Melt chocolate carefully over a bowl of hot water.
Beat egg yolks and sugar in processor (or with a hand mixer) until pale and smooth.
Pour in hot coffee and Tia Maria and re process, while whizzing slowly pour in dissolved gelatine.
Blend in the melted chocolate and allow mixture to cool for 20- 30 mins.
Whisk egg whites until quite stiff then fold into the chocolate mixture.
Pour on top of biscuit base and leave to cool and set.
Decorate with chocolate covered popping candy made following this method from Heston Blumenthal. I made it without the spices, which I didn't think would compliment the coffee flavour.
I'll skip over the Clementine, Saffron and Polenta Cake, except to say that I was following this recipe from Waitrose. I think my mistake was to try to make it nut free. I used SR flour instead of ground almonds. I did look at various recipes online, and found several of this sort which used flour, so I didn't expect it to turn out so badly. It was just about edible - most people tried a sliver out of politeness and my mother took home half of what was leftover to eat warm with custard!

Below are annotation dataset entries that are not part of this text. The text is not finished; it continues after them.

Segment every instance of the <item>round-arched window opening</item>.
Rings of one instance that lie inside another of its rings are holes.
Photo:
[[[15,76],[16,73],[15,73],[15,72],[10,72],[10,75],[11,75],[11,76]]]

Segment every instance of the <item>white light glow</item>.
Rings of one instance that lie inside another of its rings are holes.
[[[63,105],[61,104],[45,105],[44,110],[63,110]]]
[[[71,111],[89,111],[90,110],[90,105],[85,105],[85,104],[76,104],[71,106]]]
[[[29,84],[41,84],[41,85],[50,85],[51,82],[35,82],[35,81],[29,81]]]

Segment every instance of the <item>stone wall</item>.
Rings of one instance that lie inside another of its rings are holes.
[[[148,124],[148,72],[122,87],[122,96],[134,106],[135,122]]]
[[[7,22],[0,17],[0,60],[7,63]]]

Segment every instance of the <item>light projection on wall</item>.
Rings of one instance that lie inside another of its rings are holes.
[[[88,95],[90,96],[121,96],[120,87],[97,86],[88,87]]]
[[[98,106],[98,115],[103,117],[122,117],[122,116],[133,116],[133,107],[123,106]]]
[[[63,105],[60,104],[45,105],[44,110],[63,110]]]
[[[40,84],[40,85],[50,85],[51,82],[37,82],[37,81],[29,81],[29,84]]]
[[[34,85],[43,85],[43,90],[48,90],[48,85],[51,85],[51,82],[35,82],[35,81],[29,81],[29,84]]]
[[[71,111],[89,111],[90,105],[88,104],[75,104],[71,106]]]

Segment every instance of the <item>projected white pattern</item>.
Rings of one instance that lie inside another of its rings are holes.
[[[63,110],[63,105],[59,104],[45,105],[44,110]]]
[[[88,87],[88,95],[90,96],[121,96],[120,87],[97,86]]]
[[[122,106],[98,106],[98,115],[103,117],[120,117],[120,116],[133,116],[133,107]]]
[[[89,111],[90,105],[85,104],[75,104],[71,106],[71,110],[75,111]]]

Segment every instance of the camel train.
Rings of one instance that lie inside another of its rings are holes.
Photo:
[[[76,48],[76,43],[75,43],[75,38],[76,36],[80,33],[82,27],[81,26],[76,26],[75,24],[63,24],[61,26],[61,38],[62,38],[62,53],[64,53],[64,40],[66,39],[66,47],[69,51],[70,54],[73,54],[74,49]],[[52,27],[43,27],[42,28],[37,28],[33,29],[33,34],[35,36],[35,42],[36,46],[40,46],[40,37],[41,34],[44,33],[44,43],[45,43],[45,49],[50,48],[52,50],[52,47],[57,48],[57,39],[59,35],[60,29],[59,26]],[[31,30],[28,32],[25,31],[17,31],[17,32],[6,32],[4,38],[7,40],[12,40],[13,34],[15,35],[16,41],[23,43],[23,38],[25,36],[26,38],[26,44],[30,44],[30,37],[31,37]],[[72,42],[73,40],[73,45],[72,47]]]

The mincepies were made with my standard sweet shortcrust pastry recipe, with the addition of the finely grated zest of an orange. Here's the pastry recipe, but I don't think there's any need to tell you how to make mincepies. This amount of pastry, plus one standard jar of mincemeat makes 24 mincepies, for me, but obviously the size of your mincepie moulds and how thinly you roll the pastry will make a difference.
Sweet Shortcrust Pastry: 500g SR flour; 250g butter, or a mixture of butter and lard; 75g icing sugar; zest of one medium orange; 1 large egg; cold water to mix. Rub the fat into the flour, sift in the icing sugar and mix in the orange zest. Add the egg and enough cold water to make a soft but not sticky dough. Knead briefly, wrap in clingfilm and refrigerate for 20 minutes before use. The use of SR flour and some lard makes the pastry soft and crumbly.